In the past, the main air pollution problem was usually high levels of smoke and sulphur dioxide following the combustion of sulphur-containing fossil fuels such as coal. In all except the worst-case situations, legislation and governmental policies have steadied or reduced these types of air pollution. However, traffic pollution problems (mainly CO, NOx, VOCs and PM) are worsening world-wide. You can find out more about air pollution in the UK in the figure below ‘Sources of air pollution’ and at https://uk-air.defra.gov.uk/, and around the world here: https://atmosphere.copernicus.eu/

Illustration of sources of air pollution in the UK. (Source: Public Health England)
Illustration of sources of air pollution in the UK. (Source: Public Health England)

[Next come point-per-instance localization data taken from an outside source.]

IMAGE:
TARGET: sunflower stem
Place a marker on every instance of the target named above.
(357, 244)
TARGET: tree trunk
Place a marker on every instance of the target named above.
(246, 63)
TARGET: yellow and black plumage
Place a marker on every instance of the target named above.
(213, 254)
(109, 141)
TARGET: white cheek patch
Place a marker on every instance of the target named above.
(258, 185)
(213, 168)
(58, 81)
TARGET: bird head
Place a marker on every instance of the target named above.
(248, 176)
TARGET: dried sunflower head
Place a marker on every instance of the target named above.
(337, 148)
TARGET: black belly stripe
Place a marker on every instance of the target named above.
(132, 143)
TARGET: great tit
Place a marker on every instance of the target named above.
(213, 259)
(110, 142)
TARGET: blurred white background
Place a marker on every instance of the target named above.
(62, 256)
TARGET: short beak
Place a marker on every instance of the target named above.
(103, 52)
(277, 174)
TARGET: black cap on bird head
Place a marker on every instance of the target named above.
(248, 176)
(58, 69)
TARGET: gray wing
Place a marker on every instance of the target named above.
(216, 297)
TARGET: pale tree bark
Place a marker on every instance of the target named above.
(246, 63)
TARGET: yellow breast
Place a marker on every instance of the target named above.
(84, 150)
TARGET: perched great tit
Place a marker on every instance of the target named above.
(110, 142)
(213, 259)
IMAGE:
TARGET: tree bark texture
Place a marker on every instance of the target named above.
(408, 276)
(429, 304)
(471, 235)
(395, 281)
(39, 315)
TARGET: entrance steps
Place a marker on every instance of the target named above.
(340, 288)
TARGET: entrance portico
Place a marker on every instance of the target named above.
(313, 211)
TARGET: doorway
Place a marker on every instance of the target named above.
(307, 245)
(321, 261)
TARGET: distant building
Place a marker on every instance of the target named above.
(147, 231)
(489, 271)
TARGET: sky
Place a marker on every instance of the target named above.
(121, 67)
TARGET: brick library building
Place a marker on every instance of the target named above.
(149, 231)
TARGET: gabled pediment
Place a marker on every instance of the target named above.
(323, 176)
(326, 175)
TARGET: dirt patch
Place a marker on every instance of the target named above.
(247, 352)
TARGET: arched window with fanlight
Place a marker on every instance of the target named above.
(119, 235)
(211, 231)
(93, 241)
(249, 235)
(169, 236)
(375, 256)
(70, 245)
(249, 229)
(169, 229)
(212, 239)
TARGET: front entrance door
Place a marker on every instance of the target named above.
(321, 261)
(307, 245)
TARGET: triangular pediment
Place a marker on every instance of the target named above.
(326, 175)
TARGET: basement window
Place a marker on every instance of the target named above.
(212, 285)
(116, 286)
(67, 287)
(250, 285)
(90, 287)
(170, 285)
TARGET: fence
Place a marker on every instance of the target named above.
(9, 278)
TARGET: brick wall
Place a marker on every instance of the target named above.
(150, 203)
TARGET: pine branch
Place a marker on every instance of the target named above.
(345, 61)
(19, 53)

Ozone: The good and the bad

Ozone is a very reactive gas that is formed in the atmosphere by chemical reactions. Depending on where the ozone is in the atmosphere, it can have good or bad impacts on humans, plants and animals. In the stratosphere ozone is extremely important to shield the earth from harmful ultraviolet (UV) radiation from the sun. The use of chlorofluorocarbons (CFCs) in aerosol cans and as a refrigerant led to the destruction of ozone in the stratosphere, resulting in the Antarctic ‘ozone hole’. After the introduction of the Montreal Protocol* in 1987, the usage of CFCs has significantly decreased and the ozone layer is gradually recovering. In 2019 the ozone hole was the smallest on record since its discovery, you can find out more at: https://www.nasa.gov/feature/goddard/2019/2019-ozone-hole-is-the-smallest-on-record-since-its-discovery However, in the troposphere (where we live) ozone can cause a number of health problems in both animals and plants. In addition, ozone is also a greenhouse gas!